How to go about Bonds?
Wednesday, September 16, 2009 11:15 amThere’s no harm in betting on the safer investment options. Talk about safe investments, talk about bonds. Majority of the financial advisers prefer bonds as they are traditional, reliable investments that offer steadiness to any portfolio.
A bond is a debt tool that a government or a company generates to garner money.

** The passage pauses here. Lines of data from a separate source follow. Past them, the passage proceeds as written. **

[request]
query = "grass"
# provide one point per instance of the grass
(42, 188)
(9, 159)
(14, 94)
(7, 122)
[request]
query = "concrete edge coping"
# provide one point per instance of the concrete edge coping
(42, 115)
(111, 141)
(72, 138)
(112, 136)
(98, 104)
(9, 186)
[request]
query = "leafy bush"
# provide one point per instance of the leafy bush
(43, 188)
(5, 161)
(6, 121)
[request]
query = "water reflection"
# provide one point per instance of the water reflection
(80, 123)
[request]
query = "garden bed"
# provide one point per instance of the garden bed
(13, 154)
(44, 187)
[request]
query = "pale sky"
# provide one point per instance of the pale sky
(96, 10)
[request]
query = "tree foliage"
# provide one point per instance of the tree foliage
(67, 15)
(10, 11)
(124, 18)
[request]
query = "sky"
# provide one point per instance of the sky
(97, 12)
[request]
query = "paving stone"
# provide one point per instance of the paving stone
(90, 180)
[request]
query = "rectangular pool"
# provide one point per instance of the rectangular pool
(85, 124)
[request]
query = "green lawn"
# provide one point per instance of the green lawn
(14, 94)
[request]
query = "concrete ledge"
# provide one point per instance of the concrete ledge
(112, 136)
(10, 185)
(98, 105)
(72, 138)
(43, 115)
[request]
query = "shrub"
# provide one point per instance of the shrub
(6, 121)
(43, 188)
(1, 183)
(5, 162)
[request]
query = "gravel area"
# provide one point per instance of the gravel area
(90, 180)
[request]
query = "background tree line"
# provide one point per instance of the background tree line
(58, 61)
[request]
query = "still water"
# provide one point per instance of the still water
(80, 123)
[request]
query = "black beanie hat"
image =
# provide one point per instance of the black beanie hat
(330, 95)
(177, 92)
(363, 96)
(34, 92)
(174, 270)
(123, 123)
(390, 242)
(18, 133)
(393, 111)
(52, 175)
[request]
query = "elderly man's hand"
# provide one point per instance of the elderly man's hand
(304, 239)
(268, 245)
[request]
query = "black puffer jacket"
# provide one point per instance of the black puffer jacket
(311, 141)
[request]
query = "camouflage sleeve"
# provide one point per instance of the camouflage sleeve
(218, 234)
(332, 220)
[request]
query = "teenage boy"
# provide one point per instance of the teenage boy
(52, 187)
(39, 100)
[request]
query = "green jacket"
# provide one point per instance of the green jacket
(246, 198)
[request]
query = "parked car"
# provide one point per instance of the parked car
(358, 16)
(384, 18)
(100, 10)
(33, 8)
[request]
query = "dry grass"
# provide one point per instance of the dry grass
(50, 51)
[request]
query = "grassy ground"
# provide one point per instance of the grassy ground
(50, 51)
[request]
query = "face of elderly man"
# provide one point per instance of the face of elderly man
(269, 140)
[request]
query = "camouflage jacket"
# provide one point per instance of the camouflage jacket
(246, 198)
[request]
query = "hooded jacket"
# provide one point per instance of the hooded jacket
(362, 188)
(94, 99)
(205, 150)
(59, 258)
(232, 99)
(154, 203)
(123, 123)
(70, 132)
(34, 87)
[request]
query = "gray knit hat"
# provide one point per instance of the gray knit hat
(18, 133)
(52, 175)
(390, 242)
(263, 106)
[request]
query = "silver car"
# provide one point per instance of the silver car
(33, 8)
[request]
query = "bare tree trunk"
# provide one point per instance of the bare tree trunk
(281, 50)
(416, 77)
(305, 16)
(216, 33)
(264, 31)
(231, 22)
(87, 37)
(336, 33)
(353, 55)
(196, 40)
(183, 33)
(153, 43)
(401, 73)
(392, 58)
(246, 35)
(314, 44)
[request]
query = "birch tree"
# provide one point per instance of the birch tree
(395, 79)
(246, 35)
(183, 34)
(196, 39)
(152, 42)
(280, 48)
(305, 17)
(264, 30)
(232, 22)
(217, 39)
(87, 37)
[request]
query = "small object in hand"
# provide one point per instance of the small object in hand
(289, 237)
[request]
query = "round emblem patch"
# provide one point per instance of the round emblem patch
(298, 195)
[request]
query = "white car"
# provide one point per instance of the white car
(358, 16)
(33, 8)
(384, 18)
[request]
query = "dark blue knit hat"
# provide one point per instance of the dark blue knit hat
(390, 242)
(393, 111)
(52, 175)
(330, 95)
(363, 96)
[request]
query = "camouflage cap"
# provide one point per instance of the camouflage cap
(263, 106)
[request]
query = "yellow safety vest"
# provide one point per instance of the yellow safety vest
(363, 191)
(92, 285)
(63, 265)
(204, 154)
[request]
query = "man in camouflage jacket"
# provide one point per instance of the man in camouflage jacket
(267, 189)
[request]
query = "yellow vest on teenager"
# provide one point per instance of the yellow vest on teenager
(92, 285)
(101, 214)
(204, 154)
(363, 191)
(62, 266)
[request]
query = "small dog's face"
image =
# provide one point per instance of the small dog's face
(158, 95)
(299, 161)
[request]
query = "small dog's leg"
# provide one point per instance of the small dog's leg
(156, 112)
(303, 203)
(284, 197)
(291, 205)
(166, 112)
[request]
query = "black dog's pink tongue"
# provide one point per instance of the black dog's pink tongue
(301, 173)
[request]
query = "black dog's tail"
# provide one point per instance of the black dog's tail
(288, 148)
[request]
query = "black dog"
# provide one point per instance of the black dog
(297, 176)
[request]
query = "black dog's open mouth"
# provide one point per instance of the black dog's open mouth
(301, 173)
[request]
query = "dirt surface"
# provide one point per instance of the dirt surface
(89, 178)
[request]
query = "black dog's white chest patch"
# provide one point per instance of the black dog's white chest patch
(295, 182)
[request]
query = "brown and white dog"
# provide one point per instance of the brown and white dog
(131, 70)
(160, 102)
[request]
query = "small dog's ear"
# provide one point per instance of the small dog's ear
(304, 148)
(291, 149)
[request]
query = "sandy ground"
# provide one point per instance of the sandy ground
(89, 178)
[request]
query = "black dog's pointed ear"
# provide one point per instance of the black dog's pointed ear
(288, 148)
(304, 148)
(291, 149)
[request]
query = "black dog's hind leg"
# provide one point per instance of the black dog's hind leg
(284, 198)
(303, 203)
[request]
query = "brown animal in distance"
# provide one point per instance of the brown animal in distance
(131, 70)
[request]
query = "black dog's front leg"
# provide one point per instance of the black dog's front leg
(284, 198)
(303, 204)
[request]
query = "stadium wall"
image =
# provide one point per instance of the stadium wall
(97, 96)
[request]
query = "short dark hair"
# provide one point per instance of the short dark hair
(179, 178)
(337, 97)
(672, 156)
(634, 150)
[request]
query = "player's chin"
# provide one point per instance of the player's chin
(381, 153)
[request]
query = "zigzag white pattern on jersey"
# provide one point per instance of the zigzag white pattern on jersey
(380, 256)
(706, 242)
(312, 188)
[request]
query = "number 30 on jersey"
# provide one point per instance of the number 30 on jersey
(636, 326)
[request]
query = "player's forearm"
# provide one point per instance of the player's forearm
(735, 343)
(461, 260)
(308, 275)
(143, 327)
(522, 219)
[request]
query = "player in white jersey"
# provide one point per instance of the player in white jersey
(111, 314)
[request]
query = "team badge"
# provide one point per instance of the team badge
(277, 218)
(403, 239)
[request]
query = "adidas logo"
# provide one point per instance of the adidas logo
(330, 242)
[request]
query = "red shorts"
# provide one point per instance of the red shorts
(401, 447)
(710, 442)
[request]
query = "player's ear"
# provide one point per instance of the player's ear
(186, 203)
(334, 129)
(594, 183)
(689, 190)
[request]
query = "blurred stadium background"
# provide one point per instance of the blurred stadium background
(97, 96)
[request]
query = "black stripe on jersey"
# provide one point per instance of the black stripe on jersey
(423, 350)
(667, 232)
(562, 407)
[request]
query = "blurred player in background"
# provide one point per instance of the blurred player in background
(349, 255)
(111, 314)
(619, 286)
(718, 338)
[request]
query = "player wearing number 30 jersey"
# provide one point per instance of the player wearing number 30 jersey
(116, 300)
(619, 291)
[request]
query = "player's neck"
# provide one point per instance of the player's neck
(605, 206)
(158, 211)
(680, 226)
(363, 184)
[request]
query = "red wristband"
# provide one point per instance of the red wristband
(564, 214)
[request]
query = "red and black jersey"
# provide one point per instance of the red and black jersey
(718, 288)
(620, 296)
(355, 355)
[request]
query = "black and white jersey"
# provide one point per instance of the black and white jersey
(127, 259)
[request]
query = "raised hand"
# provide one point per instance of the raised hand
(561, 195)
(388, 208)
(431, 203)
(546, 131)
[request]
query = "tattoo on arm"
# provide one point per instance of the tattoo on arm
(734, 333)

Essentially, it is a pact between a government or a company, who acts as the borrower and investors like you who acts as the lender.
When you purchase a bond, you are giving money to the government that issued the bond, and consequently, the government or company that generated the bond is approving to disburse your money back with interest in the future.
For instance, when you purchase a house, a bank makes an agreement in which the bank offers you funds and you agree to reimburse the bank with interest in the future. With a bond, you serve like the bank, the government or company acts like the home buyer and the bond is in place of the mortgage agreement.
Mostly, when people foresee a bond, they view a certificate that presents how much the bond is valued at, the interest rate that will be disbursed on the bond and its maturity date.
As an investor, you should be aware of the features of a bond.
The dates on which the bond issuer will disburse interest costs is said to be Coupon dates.
The bond’s maturity date and the date the bond issuer will disburse the bond owner the face value of the bond is known as the Maturity date.
The cost at which the bond issuer initially sells the bonds is the Issue price.
The sum at which the bond will be valued at maturity and the sum the bond issuer employs when estimating interest payments is the Face value.
The interest rate the bond issuer will disburse on the face value of the bond is the Coupon rate.
Several investors falsely deem that once you acquire a bond you have to own it until it grows. On the contrary, you can purchase and sell bonds on the open market similar to buying and selling stocks. Actually, the bond market is much bigger than the stock market.
Before you begin to buy and sell bonds, equip yourself with the following terms:
Market price is the cost at which the bond is bought and sold on the secondary market.
Selling at a concession is the term used to illustrate a bond with a market cost that is lesser than its face value.
Selling at a premium is the term referred to illustrate a bond with a market cost that is more than its face value
Now, you can happily bond with bonds!